Nouvelles mesures de recherche opérationnelle pour établir l'emplacement de Petrova N.V. © FSB russe Nouvelles mesures de recherche opérationnelle pour établir l'emplacement de Petrova N.V. © FSB russe
En hiver 2013 - 2014, Poutine a envoyé ses hommes à Kiev pour mater la révolution de Maïdan. Le pouvoir de son poulain, le président Victor Ianoukovitch, chancelait. Une première fois, le 13 décembre, un groupe de vingt-sept personnes est arrivé, puis de six, le 26 janvier, et sept autres, le 29 février. Ces voyageurs étaient des tireurs d’élite russes parlant russe avec l’accent russe. Leur identité est confirmée par les copies de passeports, les dates de leur entrée et sortie du territoire ukrainien. Ils étaient en mission commanditée par Vladislav Surkov, le « cardinal gris du Kremlin ». Leurs arrivées coïncident avec le pic de la répression. Ces hommes avaient pour mission d’écraser par la force la révolte de Maïdan. Ils ont tué 130 personnes. Valentin Nalyvaichenko, chef des services de sécurité ukrainienne, affirme que le lieutenant-général Alexei Zhalo, chef adjoint du 2e département du FSB russe, a dirigé ces exécutions. Des sources le décrivent comme un spécialiste de la lutte contre le mouvement d’opposition-protestation.

 Auparavant, Alexei Zhalo dirigeait le département du FSB de la République caucasienne d’Ingouchie. La plupart des terroristes qu’il arrêtait avaient la fâcheuse habitude de se suicider durant leur détention. Alexei Zhalo est également membre de la commission des activités internationales des cosaques de Russie dont les membres sont mercenaires au Donbass ukrainien.

 Alexei Zhalo a pris une part active dans la répression politique. Il a été un de ceux qui ont poursuivi et fait condamner lourdement le nationaliste Alexandre Belov-Potkin. Il a également pris une part active pour réprimer Roman Telenkevich, et faire interdire son organisation paramilitaire E. N.O.T. lorsqu’elle a cessé de plaire au Kremlin après que celle-ci eut combattu pour lui au Donbass.

 Alexei Zhalo a continué à servir fidèlement le Kremlin en participant à la répression du mouvement d’opposition « Artpodgotovka ». En octobre et novembre 2017, les militants de cette organisation ont soit été arrêtés en Russie, ou ont réussi à quitter furtivement le pays pour se réfugier à l’étranger. Parmi ces derniers, une figure de l’opposition russe : Nadejda Petrova. Alexei Zhalo est chef de l’Office de protection du système constitutionnel. Il accuse Nadejda Petrova de vouloir renverser l’ordre constitutionnel en Russie. (Nota : la Constitution russe limitait la présence d’une personne à la présidence du pays à deux mandatures de quatre ans : soit huit ans au total. Poutine a été élu une première fois en 2000. Il a adapté la constitution à sa personne. Cela lui permettra de rester au pouvoir, non pas huit ans, mais 36 ans. Voilà une violation de la Constitution que n’a pas remarquée Alexei Zhalo, chef de l’Office de protection du système constitutionnel).

 Dans un premier temps, les services secrets russes ont tenté pour rapatrier d’Autriche l’opposante fugueuse Nadejda Petrova. Ramenée en Russie, elle aurait été condamnée à une très lourde peine de prison.
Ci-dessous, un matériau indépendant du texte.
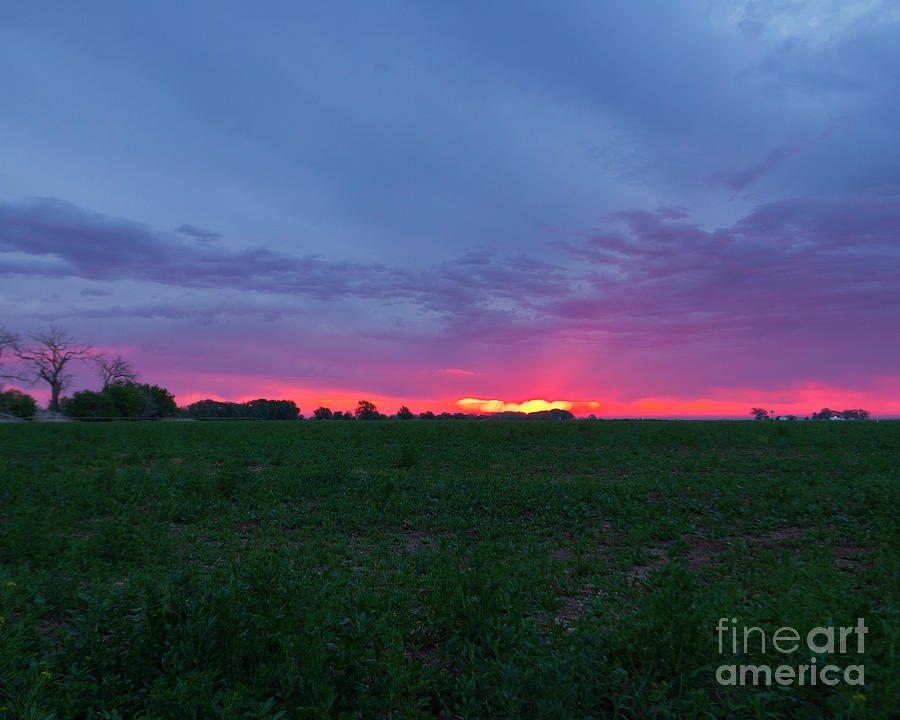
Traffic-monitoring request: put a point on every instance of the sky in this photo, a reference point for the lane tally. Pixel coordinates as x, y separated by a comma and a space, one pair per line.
654, 209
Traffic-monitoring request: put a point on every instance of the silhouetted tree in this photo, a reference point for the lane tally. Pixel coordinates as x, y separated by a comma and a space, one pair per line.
366, 411
113, 370
48, 357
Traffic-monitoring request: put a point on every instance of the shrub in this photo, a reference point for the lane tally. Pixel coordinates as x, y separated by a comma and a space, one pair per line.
17, 403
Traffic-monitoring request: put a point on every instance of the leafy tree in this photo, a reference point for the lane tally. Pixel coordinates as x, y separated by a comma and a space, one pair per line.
47, 358
113, 370
14, 402
366, 411
824, 414
122, 400
127, 399
158, 402
89, 404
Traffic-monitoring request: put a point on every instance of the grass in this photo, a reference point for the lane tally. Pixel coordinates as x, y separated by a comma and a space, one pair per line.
440, 569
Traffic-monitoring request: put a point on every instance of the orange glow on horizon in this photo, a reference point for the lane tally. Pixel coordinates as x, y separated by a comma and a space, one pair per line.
476, 405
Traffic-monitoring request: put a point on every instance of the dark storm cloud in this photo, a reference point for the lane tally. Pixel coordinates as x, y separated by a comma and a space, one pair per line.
644, 277
199, 234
Un réseau de solidarité a fait échec aux manœuvres du Kremlin et a fait annuler le mandat Interpol qu’il avait sollicité. Ensuite, Nadejda Petrova a été exfiltrée d’Autriche et est arrivée en France où elle a demandé l’asile politique.

Mais le FSB n’abandonne jamais ses proies. Il cherche à identifier le lieu de résidence de Nadejda Petrova. Le document que nous publions le confirme. Il est signé par : le lieutenant-général Alexei Zhalo.
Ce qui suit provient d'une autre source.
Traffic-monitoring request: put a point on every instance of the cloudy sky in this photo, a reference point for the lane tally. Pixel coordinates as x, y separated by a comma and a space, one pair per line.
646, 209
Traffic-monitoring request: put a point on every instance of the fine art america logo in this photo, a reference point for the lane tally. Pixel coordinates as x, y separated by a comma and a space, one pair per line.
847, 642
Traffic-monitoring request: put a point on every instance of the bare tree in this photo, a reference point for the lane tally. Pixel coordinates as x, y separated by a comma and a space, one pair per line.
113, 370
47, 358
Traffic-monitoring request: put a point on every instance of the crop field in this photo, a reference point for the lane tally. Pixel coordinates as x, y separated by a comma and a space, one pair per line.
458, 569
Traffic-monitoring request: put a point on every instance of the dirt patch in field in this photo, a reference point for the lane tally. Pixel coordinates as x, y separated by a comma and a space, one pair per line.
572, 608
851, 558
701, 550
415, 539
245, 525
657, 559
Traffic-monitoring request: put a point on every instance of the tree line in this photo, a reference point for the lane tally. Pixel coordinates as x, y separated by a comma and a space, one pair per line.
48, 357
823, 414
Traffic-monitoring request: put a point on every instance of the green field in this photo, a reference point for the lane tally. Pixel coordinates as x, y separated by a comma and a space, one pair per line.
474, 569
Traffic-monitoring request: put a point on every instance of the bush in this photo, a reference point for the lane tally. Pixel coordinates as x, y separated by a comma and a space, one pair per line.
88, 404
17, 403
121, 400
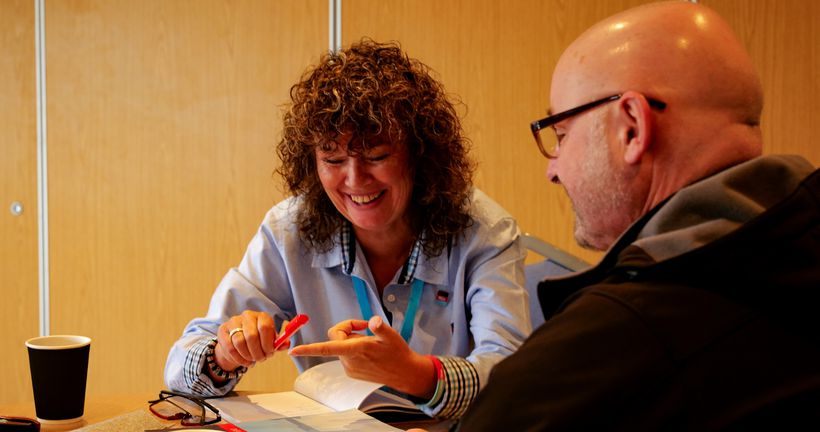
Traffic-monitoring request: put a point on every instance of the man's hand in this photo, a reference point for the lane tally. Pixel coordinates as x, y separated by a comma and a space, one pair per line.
384, 357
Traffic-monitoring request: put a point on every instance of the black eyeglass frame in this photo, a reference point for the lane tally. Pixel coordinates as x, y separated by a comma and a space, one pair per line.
551, 120
184, 415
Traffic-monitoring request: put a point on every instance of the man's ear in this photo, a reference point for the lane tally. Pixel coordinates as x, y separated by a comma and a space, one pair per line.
635, 130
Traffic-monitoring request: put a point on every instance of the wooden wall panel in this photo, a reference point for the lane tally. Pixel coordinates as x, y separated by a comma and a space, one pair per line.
163, 117
782, 37
498, 57
18, 182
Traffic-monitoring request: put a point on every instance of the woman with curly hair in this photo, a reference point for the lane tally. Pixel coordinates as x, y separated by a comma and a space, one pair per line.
410, 275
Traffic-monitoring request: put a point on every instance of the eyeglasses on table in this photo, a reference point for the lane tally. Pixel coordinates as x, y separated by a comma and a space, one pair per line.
191, 410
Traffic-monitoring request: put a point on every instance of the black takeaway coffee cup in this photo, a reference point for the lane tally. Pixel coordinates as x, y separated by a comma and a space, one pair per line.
59, 367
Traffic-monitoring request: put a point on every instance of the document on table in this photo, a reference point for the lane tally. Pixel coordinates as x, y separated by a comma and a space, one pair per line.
321, 394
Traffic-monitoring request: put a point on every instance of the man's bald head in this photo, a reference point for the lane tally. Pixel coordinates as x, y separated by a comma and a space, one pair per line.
680, 53
680, 50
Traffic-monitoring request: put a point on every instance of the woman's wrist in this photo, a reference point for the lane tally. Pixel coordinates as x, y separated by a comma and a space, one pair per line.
218, 367
425, 378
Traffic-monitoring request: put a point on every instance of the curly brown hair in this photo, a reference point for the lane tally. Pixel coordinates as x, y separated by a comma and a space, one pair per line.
367, 89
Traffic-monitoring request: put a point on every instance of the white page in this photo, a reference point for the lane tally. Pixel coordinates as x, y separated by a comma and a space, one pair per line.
237, 409
351, 420
328, 384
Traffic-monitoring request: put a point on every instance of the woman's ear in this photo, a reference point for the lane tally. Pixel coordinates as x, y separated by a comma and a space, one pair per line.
635, 131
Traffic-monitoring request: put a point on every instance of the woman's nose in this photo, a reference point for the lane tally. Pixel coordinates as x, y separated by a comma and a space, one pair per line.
356, 172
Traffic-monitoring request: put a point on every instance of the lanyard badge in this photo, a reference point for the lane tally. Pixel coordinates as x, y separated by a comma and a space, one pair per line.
409, 314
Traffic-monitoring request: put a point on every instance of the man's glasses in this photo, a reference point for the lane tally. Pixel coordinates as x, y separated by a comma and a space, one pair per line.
192, 410
550, 121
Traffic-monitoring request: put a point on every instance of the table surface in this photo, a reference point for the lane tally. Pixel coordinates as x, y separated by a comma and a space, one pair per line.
126, 412
97, 409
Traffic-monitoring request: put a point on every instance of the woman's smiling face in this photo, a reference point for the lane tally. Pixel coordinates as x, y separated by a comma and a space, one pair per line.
371, 189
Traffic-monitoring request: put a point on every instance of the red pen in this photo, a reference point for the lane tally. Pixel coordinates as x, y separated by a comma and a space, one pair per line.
295, 324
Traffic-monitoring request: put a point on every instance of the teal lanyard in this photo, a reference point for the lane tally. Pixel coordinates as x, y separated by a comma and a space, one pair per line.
409, 313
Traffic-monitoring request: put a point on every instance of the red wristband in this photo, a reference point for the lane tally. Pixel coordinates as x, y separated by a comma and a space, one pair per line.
437, 365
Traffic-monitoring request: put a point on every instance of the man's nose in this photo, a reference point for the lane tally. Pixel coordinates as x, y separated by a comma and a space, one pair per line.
552, 171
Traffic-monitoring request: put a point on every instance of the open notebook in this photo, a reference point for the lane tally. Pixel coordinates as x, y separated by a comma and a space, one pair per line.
321, 389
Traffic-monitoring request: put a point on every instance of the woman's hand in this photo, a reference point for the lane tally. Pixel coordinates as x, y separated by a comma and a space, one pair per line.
245, 347
384, 357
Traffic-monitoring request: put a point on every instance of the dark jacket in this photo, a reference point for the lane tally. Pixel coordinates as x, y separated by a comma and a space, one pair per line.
705, 315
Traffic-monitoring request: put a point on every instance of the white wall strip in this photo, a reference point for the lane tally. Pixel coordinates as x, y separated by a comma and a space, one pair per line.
42, 163
335, 30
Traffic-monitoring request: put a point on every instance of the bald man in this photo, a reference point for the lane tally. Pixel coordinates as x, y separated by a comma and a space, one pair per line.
703, 313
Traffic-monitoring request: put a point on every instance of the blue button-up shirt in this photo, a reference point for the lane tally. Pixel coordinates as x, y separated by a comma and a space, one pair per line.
485, 316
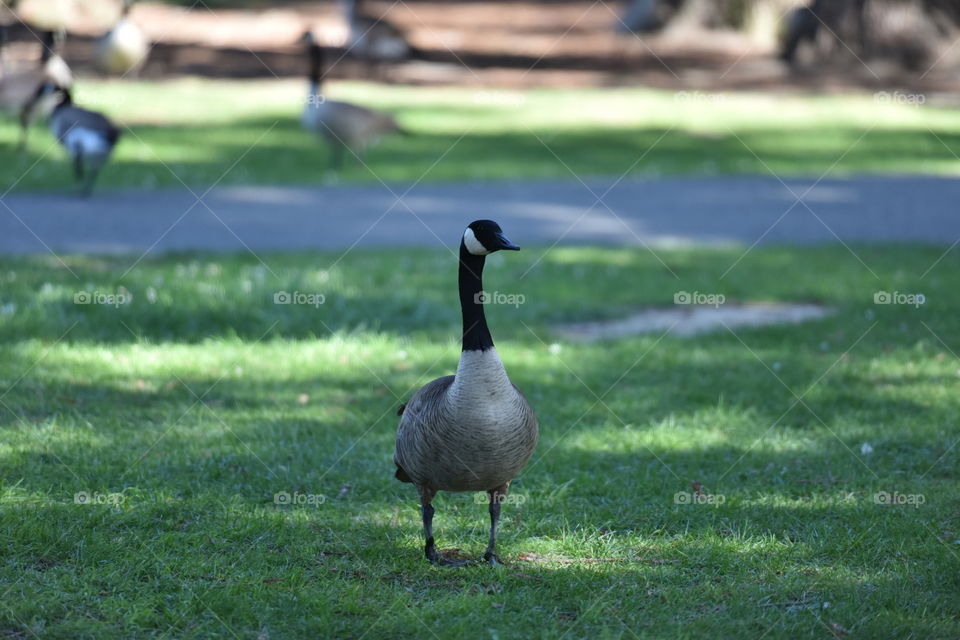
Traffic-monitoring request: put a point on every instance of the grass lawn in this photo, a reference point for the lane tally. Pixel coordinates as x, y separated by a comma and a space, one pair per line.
181, 414
201, 131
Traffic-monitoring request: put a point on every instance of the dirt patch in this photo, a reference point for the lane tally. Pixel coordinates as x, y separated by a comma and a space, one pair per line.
694, 320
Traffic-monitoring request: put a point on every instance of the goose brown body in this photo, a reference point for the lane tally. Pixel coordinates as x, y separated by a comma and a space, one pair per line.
472, 439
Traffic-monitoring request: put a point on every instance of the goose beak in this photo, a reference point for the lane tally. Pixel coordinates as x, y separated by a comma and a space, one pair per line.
504, 243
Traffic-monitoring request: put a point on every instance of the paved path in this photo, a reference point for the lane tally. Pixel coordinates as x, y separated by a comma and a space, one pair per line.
659, 212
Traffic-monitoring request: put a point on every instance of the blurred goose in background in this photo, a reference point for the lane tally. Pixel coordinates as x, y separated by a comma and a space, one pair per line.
343, 125
89, 137
20, 90
373, 39
123, 49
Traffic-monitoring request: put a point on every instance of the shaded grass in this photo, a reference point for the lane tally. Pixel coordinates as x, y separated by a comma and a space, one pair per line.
199, 132
197, 408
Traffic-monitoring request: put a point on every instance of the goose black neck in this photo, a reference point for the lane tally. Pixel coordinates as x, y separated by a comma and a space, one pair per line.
316, 67
49, 41
476, 334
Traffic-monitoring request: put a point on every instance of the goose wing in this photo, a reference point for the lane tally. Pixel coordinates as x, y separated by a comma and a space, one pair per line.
67, 119
418, 417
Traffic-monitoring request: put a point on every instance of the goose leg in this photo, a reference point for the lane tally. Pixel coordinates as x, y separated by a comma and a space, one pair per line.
495, 497
430, 549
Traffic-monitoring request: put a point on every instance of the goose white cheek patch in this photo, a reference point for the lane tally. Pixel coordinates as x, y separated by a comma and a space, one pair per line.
473, 245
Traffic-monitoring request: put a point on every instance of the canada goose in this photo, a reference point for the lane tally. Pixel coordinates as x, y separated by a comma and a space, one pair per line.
373, 39
89, 137
124, 48
343, 125
20, 90
473, 431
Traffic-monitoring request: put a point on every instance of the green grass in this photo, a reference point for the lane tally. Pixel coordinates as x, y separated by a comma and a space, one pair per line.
248, 132
200, 405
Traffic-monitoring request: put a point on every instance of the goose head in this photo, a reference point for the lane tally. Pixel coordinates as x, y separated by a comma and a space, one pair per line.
483, 237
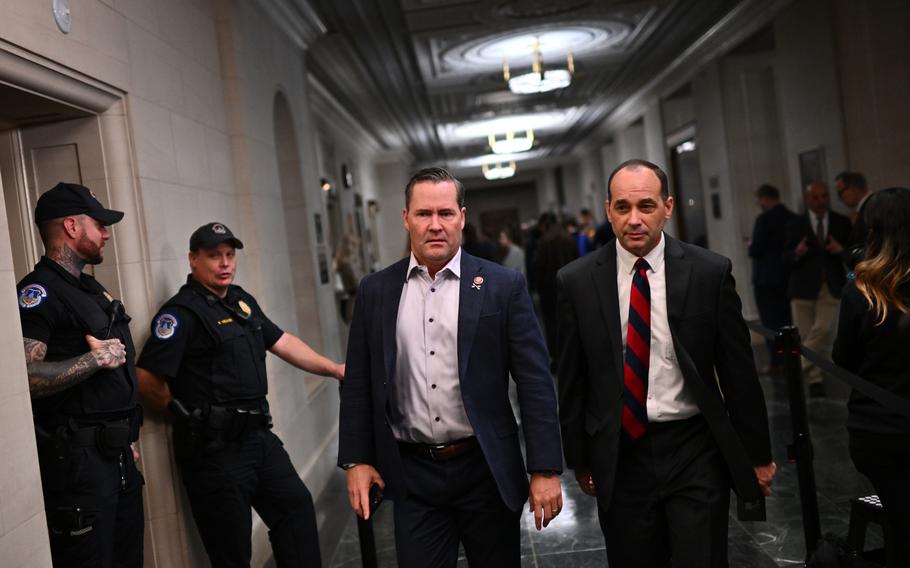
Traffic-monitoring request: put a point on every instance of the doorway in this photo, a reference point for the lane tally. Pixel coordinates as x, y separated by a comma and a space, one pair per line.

 Le 16 juin dernier, les tribunaux militaires russes ont condamné lourdement les « complices » de Nadejda Petrova. Les peines atteignent treize ans de prison à régime sévère pour Andrei Tolkachev, et 10 ans pour Yuri Korny. Sur le banc des accusés, il manquait une personne : Nadejda Petrova.
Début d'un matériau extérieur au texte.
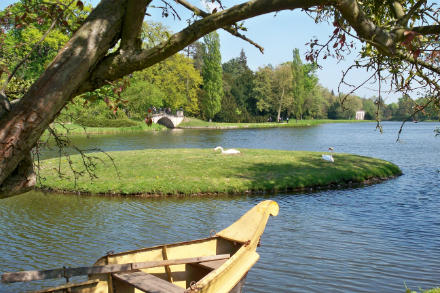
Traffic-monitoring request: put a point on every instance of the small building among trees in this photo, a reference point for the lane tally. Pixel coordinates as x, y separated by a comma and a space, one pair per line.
360, 115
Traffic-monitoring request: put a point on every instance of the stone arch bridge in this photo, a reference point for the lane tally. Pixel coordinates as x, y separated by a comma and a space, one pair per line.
168, 120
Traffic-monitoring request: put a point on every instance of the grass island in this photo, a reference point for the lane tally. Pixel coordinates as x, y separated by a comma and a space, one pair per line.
154, 172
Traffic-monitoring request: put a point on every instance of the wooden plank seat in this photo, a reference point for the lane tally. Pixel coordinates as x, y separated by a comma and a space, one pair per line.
211, 265
147, 282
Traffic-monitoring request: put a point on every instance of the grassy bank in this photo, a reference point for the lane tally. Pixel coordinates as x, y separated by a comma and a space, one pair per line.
194, 171
77, 129
186, 123
189, 122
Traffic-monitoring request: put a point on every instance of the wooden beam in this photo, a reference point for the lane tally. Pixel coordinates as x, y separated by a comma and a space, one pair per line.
80, 271
67, 286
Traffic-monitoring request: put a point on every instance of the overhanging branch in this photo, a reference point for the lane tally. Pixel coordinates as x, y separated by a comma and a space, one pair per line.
230, 29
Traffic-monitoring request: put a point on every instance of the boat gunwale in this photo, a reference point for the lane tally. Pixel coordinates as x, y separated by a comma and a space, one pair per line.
168, 246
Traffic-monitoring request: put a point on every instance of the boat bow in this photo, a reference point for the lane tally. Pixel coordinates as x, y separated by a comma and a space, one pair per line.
247, 230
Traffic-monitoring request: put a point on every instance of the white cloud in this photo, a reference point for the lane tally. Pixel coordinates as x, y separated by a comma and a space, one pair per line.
209, 5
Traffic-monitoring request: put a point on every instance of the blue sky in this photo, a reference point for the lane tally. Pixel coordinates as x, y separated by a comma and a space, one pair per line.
279, 35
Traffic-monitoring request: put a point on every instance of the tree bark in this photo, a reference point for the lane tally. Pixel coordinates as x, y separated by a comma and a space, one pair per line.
84, 65
22, 126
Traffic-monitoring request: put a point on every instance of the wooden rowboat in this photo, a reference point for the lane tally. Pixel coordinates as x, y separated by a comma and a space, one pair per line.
217, 264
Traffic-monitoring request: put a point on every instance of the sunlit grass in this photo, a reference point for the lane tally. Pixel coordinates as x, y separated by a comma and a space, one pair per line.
194, 122
77, 129
193, 171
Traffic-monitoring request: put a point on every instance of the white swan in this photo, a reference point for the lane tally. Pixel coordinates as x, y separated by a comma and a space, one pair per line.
228, 152
329, 157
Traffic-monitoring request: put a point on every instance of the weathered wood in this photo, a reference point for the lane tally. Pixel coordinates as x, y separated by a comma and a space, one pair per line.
239, 287
32, 275
212, 265
80, 271
171, 262
167, 268
148, 283
66, 286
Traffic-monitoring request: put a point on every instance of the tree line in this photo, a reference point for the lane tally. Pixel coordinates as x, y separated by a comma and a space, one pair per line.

Ce tribunal a donc arrêté une nouvelle fois par contumace Nadejda Petrova. Le Kremlin n’a pas renoncé à neutraliser. Les services secrets russes tenteront un nouveau mandat Interpol argumenté sur le dernier jugement condamnant ses camarades ou assassinera l’opposante irréductible. L’assassinat d’opposants : une spécialité de Alexei Zhalo, lieutenant général du FSB.